Single by Dom Dolla featuring Daya
- Released: 7 February 2025
- Length: 2:51
- Label: Good Fortune Music
- Songwriters: Dominic Matheson; Daya; Alison Kaplan; Tim Nelson;
- Producers: Dom Dolla; Tim Nelson;

Dom Dolla singles chronology
| "Cave" (2024) | "Dreamin'" (2025) | "Forever" (2025) |

Daya singles chronology
| "Don't Call" (2024) | "Dreamin'" (2025) | "Infrared" (2025) |

= Dreamin' (Dom Dolla song) =

2025 single by Dom Dolla

"Dreamin'" is a song by Australian record producer Dom Dolla featuring American singer and songwriter Daya. It was released on 7 February 2025 and debuted at number 33 on the ARIA Singles Chart.
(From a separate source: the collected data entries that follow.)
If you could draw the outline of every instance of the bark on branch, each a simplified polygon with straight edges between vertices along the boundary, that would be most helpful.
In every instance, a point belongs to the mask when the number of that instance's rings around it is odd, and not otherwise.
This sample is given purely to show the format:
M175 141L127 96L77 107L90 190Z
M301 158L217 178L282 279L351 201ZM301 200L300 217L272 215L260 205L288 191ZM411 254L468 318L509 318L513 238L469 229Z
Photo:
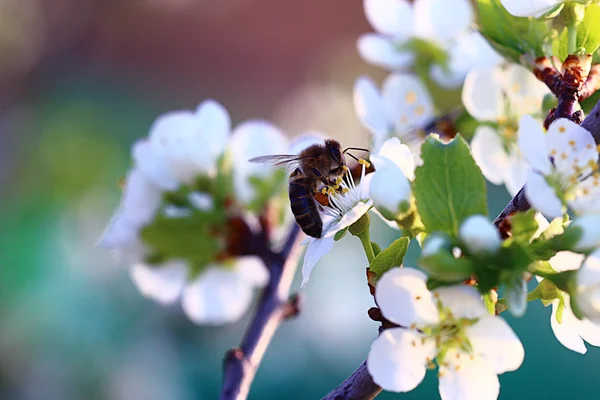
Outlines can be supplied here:
M344 382L323 400L371 400L381 393L381 386L373 382L364 361Z
M221 400L243 400L248 396L275 331L281 322L299 312L298 296L289 295L300 252L299 232L300 228L294 224L280 252L264 249L260 254L270 272L269 282L262 291L240 347L225 356Z

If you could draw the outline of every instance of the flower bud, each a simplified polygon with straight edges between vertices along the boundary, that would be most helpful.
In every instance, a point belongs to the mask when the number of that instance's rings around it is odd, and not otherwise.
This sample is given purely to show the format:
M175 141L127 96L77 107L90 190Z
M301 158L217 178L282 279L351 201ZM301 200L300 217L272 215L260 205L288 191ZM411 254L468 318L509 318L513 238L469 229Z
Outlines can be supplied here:
M575 277L574 301L583 317L600 323L600 250L588 256Z
M588 214L577 218L569 225L565 233L573 228L582 230L581 236L575 244L575 251L586 251L600 247L600 215Z
M376 171L371 181L371 198L375 208L389 220L397 220L410 210L410 182L390 159L371 156Z
M444 235L434 233L425 240L421 254L423 257L433 256L444 249L450 248L450 241Z
M459 236L473 253L492 253L502 242L496 227L483 215L472 215L460 227Z

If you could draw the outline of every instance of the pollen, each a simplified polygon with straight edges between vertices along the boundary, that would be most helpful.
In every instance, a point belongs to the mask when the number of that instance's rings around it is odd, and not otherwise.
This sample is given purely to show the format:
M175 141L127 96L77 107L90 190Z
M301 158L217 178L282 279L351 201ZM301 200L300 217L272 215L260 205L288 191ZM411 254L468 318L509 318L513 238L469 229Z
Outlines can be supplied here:
M569 156L567 155L567 153L562 153L560 155L561 160L566 160L567 158L569 158Z
M421 296L416 296L415 300L421 300Z
M417 325L416 324L411 324L410 329L417 329Z
M513 92L521 91L521 85L517 82L513 83L510 88L513 90Z
M455 365L455 366L454 366L454 370L455 370L455 371L458 371L459 369L460 369L460 365Z
M592 147L594 147L594 146L591 143L588 143L588 144L585 145L585 148L588 149L588 150L591 150Z
M558 131L559 131L560 133L565 133L565 132L567 131L567 128L565 128L564 126L559 126L559 127L558 127Z
M346 172L348 172L350 169L348 167L346 167L345 165L342 166L342 169Z
M577 142L575 142L573 139L569 140L569 146L575 147L576 144Z
M411 90L409 92L406 92L404 99L408 104L415 104L415 102L417 101L417 94Z
M359 158L358 159L358 163L361 165L364 165L365 168L369 168L371 166L371 164L369 164L369 162L365 159Z
M423 115L425 113L425 107L423 107L423 106L417 106L417 108L415 108L415 113L418 116Z
M321 194L327 194L327 188L326 187L324 187L324 188L321 189Z
M600 144L596 146L596 150L600 151Z
M343 179L342 179L342 177L340 177L340 176L338 176L338 177L335 179L335 184L336 184L336 185L341 185L341 184L342 184L342 182L344 182L344 180L343 180ZM336 189L337 189L337 188L336 188Z
M346 193L348 193L348 191L349 191L349 190L350 190L350 189L348 189L348 188L342 188L342 194L346 194Z
M590 189L588 188L583 188L583 190L581 191L581 194L583 196L589 196L590 195Z
M400 117L400 122L403 124L408 123L408 117L406 115L403 115Z
M557 154L557 153L558 153L558 150L556 150L556 149L552 149L552 150L550 151L550 155L551 155L552 157L556 156L556 154Z
M411 345L412 347L417 347L417 342L413 340L412 342L410 342L410 345Z

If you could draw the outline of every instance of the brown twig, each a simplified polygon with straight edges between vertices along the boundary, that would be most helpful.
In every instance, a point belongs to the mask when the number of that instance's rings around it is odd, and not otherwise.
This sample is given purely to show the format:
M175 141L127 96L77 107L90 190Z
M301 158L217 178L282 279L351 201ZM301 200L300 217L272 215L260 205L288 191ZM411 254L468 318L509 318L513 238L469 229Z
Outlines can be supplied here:
M240 347L230 350L224 360L221 400L242 400L248 396L256 370L275 331L285 319L299 312L298 296L289 297L296 272L300 228L294 224L286 243L278 253L266 245L259 252L269 269L270 278L242 338Z
M373 382L367 370L367 362L360 366L323 400L371 400L381 393L381 386Z

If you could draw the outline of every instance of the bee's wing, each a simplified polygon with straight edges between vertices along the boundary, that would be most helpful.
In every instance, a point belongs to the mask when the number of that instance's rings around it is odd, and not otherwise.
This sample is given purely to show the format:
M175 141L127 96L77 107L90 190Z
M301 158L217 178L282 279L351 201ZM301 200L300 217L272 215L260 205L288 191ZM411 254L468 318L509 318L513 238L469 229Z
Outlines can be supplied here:
M301 157L297 154L276 154L271 156L261 156L251 158L250 162L253 163L266 163L272 164L276 167L285 166L290 169L294 169L300 165Z

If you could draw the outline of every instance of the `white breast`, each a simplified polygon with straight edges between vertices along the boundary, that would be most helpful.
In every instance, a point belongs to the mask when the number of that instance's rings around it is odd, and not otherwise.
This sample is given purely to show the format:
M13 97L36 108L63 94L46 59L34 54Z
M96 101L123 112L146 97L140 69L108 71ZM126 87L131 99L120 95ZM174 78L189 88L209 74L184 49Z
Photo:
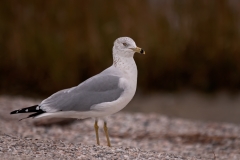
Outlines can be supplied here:
M113 64L116 69L121 72L121 79L119 87L124 91L120 98L113 102L101 103L92 106L93 111L98 111L98 117L104 117L114 114L123 109L133 98L137 87L137 66L133 57L122 58L119 57L118 61Z

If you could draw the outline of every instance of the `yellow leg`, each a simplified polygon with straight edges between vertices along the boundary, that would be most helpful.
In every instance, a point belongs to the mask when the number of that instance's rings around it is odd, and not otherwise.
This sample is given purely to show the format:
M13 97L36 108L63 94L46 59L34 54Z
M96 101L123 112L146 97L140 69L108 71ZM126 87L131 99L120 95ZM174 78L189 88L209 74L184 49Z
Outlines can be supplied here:
M97 144L100 145L99 136L98 136L98 121L97 120L95 120L94 128L95 128L95 133L96 133Z
M109 135L108 135L107 122L104 122L104 127L103 128L104 128L105 135L107 137L108 147L111 147L110 140L109 140Z

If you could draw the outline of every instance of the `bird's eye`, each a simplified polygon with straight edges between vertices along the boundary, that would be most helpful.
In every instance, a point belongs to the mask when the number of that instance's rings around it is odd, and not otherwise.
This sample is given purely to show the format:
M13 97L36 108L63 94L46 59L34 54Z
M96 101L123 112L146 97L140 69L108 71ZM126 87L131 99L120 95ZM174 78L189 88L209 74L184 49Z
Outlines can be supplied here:
M128 46L128 44L127 44L127 43L123 43L123 45L124 45L125 47L127 47L127 46Z

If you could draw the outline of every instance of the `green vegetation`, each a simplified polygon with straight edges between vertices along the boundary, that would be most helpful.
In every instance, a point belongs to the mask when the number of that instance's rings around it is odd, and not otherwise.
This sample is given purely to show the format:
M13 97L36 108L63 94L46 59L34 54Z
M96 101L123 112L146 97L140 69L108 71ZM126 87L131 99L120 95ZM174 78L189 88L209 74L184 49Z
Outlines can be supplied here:
M0 90L50 94L112 63L132 37L141 89L240 88L236 0L0 2Z

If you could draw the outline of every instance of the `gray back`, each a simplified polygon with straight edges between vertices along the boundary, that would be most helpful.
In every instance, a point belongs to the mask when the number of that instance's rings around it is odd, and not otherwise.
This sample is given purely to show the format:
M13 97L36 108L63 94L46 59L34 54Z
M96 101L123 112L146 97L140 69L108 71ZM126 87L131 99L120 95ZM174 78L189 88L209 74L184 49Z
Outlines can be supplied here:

At the 2025 ARIA Music Awards, the song won Best Dance/Electronic Release and was nominated for Song of the Year, Best Solo Artist, Best Video, Best Engineered Release and Best Produced Release.

At the 2026 Electronic Dance Music Awards, it was nominated for Music Video of the Year, the Anyma Remix for Remix of the Year and it won Tech House Song of the Year.

==Music video==
The Kyle Caulfield and Shevin Dissanayake directed music video was filmed in Tokyo, Japan.

==Versions==
Digital download
- "Dreamin'" – 2:51
- "Dreamin'" (Anyma remix) – 3:31
- "Dreamin'" (Eli Brown remix) – 2:57

==Charts==
===Weekly charts===

Weekly chart performance for "Dreamin'"
| Chart (2025) | Peak position |
|---|---|
| Australia (ARIA) | 33 |
| US Hot Dance/Electronic Songs (Billboard) | 5 |

===Year-end charts===

Year-end chart performance for "Dreamin'"
| Chart (2025) | Position |
|---|---|
| Australian Artist (ARIA) | 11 |
| US Hot Dance/Electronic Songs (Billboard) | 16 |

==Certifications==

Certifications for "Dreamin'"
| Region | Certification | Certified units/sales |
| Australia (ARIA) | Platinum | 70,000^{‡} |
^{‡} Sales+streaming figures based on certification alone.